At the risk of extending this thread even longer, I have to add that your point about the bigotry of the social worker types is consistent with what I've observed myself. A few years ago, I was trying to sustain a close friendship with someone who was quite liberal (and pretty far gone). We had friendly little debates, and mostly left it at that. But he kept trying to integrate me with his other friends, and that didn't work at all because I simply didn't fit in. So mostly I kept my mouth shut at these gatherings rather than be thought rude or worse. But of course, because they thought I was one of them, I got to hear what they really thought, and it was all quite eye-opening. I'll never forget how one time I was at dinner with some of his friends who lived in a rather conservative rural town in California, in the eastern Sierra Nevada. His friends were leftist activist types, and a leftist lesbian couple had moved in across the street. They remarked that they were glad to see that the right kind of people were moving into the neighborhood, and they they started talking about how they were glad none of "those Baptists" had moved in, since there were too many of them elsewhere in town.

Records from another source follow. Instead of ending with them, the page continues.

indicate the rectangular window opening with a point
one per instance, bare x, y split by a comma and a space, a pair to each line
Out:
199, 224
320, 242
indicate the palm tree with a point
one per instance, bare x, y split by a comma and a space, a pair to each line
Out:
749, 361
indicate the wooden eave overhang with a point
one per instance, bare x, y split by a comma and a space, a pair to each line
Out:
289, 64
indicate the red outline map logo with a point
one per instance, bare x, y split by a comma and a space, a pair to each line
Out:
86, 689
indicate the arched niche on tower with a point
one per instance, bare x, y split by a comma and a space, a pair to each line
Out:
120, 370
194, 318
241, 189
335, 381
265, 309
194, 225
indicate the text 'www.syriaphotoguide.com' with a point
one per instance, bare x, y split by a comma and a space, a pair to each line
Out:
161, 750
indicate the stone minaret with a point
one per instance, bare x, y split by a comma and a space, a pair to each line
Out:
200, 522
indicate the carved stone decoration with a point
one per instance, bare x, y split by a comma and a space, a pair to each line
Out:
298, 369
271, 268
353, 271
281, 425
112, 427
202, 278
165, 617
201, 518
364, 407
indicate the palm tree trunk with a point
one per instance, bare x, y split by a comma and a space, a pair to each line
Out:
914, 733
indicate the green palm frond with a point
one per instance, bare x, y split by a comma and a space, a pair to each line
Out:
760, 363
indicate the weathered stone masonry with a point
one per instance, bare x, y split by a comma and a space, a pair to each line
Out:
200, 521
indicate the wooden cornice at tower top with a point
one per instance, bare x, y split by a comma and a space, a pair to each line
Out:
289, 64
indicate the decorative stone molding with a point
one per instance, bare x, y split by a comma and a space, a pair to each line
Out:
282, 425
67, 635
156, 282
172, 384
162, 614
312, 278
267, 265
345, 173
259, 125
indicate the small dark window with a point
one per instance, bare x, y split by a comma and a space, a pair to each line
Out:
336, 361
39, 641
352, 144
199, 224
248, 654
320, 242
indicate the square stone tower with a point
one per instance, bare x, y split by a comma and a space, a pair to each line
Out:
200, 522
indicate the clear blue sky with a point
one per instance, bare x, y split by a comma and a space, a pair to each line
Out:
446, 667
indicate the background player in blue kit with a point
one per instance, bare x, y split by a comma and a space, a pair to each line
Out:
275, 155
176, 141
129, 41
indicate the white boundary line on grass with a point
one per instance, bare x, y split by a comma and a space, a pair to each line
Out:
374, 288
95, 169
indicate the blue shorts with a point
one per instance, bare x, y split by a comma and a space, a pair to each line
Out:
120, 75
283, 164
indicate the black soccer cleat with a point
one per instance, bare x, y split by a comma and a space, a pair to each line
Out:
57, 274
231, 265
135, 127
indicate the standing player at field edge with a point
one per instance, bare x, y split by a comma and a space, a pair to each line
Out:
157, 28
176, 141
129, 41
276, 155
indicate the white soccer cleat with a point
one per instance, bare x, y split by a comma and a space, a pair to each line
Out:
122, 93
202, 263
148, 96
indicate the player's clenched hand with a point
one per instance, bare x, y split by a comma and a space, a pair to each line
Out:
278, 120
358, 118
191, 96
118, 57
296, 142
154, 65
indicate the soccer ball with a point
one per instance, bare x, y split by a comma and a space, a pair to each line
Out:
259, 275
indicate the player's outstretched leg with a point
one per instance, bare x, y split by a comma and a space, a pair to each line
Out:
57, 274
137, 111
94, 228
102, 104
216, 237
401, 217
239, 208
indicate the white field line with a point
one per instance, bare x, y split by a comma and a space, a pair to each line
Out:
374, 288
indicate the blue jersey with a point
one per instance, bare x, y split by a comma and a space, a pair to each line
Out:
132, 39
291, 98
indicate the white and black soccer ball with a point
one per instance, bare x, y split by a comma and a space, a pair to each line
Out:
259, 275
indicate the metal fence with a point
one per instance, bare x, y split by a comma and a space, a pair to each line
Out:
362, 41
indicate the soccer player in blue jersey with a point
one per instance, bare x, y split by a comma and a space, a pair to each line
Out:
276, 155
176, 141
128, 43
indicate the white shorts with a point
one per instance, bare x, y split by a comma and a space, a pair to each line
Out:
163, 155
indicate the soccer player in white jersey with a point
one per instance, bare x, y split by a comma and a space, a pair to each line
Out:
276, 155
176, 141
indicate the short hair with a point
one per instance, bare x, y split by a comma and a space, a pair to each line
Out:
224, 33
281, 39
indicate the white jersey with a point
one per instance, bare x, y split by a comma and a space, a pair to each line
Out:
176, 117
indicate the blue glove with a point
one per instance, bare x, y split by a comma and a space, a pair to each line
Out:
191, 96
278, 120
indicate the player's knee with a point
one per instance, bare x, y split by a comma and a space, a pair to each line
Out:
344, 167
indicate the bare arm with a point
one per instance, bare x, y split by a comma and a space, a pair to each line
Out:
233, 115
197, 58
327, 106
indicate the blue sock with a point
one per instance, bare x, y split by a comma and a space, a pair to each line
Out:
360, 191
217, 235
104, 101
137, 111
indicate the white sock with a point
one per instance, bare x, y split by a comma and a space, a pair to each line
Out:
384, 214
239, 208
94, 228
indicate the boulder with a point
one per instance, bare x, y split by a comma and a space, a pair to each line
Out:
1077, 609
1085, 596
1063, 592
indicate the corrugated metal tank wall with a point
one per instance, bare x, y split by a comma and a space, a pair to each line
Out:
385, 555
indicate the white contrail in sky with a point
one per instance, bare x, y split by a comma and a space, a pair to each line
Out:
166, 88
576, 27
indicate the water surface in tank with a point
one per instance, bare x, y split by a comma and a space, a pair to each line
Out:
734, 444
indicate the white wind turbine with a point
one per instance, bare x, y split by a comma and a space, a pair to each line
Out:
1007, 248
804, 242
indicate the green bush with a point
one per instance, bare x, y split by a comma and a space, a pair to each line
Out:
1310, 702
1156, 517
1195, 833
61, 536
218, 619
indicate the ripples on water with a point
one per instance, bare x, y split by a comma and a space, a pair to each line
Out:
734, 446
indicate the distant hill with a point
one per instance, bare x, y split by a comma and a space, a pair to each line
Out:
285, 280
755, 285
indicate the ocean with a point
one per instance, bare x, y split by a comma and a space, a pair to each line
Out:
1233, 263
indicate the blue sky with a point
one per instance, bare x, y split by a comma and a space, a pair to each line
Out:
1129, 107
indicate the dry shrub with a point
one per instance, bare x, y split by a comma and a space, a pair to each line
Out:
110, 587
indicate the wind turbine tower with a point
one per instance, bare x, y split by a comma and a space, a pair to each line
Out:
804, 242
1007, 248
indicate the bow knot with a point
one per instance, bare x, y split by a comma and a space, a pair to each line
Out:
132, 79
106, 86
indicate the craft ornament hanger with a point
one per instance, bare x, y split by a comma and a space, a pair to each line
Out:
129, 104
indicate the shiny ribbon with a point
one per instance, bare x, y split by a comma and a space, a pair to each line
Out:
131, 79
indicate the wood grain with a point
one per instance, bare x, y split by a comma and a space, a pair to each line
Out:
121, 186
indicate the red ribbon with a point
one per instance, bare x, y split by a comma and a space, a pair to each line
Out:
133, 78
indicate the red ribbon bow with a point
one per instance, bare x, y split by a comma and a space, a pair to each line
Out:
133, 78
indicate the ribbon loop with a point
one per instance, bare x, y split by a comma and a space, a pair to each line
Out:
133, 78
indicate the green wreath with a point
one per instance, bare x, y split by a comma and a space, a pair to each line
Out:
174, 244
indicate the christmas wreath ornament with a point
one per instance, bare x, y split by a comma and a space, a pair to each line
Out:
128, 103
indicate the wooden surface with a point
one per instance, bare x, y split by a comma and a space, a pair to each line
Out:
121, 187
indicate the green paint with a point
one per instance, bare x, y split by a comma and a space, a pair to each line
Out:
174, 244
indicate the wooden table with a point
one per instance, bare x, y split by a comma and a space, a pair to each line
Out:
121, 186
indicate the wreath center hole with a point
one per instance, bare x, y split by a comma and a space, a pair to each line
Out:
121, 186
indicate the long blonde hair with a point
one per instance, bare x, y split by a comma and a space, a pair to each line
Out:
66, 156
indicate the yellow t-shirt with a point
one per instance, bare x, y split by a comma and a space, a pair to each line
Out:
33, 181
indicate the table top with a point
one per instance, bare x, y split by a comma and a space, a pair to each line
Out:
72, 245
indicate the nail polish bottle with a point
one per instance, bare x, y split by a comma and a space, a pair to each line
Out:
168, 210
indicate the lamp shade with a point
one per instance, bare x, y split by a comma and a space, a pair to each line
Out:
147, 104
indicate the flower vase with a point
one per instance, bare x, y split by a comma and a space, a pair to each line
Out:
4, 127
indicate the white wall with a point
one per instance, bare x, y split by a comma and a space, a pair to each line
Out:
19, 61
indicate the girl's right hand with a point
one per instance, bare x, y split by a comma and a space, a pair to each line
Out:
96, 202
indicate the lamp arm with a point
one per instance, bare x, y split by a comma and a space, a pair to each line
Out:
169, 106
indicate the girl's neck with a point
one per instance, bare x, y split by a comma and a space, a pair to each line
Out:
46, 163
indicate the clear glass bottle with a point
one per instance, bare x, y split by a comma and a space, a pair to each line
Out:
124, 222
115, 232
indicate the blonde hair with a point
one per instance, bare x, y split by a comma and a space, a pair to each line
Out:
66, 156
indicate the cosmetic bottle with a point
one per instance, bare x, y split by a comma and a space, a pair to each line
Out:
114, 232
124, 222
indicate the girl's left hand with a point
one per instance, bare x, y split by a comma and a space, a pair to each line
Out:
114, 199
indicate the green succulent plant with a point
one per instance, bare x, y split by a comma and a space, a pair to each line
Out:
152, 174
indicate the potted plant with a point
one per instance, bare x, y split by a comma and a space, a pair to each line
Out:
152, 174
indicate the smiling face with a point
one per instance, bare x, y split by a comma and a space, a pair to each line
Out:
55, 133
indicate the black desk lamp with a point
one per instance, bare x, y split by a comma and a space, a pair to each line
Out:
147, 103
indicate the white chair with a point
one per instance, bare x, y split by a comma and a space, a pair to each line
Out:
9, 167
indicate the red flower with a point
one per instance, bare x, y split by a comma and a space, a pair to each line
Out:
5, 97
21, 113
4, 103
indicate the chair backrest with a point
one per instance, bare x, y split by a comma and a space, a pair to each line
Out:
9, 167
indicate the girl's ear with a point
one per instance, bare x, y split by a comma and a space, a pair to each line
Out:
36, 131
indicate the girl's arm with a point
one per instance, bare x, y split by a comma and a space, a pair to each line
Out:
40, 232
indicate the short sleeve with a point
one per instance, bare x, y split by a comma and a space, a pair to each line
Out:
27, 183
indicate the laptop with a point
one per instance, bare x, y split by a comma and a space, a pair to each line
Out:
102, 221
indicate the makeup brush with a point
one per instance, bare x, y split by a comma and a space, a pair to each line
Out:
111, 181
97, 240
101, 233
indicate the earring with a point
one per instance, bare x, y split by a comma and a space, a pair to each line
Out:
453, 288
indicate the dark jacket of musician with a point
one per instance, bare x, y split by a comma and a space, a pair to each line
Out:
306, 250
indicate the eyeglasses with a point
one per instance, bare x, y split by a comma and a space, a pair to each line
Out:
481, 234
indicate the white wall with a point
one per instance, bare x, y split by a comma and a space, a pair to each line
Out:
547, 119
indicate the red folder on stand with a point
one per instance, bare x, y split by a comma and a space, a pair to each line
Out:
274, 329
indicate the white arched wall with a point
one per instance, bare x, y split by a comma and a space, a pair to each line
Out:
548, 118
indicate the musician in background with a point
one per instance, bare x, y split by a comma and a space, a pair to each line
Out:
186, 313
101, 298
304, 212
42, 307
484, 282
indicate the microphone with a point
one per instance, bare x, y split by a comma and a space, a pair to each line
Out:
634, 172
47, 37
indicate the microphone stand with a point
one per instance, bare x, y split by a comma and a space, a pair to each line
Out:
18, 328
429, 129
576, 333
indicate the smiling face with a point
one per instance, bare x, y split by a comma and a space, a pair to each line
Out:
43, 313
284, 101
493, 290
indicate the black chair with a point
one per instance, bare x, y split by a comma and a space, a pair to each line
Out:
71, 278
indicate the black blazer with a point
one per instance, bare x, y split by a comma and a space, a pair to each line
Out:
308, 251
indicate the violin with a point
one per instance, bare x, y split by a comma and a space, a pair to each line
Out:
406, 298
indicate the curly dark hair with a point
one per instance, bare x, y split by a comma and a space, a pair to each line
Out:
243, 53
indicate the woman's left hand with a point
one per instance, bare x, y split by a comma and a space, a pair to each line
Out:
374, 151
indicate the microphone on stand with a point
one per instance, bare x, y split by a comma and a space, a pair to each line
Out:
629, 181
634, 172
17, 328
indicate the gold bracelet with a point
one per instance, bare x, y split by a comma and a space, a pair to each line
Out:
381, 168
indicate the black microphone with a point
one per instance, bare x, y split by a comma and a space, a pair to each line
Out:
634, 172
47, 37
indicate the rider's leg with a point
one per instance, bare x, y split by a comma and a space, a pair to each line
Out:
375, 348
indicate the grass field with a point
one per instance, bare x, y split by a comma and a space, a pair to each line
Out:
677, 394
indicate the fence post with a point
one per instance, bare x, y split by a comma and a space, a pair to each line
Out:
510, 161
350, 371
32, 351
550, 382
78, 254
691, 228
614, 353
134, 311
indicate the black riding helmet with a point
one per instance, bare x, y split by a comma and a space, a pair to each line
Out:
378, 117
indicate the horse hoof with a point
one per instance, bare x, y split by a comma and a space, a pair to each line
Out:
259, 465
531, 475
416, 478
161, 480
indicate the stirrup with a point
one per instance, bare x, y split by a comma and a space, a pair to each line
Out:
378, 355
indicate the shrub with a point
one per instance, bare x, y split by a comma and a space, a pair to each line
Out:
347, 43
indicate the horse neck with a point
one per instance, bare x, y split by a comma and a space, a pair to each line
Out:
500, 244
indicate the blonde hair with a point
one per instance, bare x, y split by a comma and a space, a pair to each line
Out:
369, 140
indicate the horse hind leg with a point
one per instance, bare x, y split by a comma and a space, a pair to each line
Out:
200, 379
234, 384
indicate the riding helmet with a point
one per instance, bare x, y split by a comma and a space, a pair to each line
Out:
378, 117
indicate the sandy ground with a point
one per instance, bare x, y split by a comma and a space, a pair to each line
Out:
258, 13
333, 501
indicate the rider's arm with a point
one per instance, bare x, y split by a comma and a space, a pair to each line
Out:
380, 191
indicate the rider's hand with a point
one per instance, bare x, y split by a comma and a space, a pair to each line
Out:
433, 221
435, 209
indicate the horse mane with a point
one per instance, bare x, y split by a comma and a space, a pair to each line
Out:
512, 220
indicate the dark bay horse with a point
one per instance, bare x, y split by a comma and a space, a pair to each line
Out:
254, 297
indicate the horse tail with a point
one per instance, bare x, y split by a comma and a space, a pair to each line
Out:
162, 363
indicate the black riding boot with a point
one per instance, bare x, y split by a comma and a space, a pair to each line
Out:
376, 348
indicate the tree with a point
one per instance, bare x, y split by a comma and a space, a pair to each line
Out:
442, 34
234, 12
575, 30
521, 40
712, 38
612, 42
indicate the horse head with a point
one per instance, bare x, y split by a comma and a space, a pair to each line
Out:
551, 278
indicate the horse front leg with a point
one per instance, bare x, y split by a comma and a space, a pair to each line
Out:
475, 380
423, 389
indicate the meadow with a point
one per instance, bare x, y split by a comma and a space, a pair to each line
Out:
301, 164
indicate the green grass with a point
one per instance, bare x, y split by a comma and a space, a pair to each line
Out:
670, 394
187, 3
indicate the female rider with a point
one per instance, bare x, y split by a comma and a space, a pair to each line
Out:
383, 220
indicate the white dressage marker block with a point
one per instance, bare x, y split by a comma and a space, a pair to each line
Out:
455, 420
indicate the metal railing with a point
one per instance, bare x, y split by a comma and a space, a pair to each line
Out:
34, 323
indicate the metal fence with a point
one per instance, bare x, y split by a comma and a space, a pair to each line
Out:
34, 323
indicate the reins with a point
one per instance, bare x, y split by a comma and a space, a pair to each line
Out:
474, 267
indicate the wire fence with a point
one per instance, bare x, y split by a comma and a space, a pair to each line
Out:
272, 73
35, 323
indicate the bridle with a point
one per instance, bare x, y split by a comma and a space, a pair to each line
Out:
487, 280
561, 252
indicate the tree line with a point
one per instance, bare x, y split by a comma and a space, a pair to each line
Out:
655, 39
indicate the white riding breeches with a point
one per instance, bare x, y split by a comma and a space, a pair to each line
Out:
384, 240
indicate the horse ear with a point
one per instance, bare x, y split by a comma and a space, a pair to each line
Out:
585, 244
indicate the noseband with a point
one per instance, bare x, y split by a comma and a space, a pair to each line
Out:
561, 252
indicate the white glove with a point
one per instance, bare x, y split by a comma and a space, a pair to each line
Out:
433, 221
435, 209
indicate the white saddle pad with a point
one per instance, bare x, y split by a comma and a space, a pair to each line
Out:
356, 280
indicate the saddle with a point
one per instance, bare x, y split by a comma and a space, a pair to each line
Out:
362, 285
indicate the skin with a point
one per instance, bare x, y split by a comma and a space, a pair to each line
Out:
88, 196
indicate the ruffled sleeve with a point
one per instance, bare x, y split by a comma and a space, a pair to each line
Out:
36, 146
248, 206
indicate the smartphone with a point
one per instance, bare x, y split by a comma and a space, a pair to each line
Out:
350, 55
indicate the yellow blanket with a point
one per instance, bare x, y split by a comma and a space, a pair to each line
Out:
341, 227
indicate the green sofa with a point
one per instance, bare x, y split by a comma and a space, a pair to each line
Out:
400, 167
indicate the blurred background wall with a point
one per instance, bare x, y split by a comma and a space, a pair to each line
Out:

They were partly joking in making their comments about the "right people," but they weren't joking in making their comments about the Baptists or the other conservative folks who lived in their small rural town.

A few days later, I pointed these things out to my friend, and I asked how it was different from the bigotry of a racist saying he didn't want the "wrong people" moving into his neighborhood. He tried to protest that it was different, but I asked how it was so. He couldn't explain. From then on, he began to grow more distant; a few similar incidents occurred, and eventually the friendship was doomed.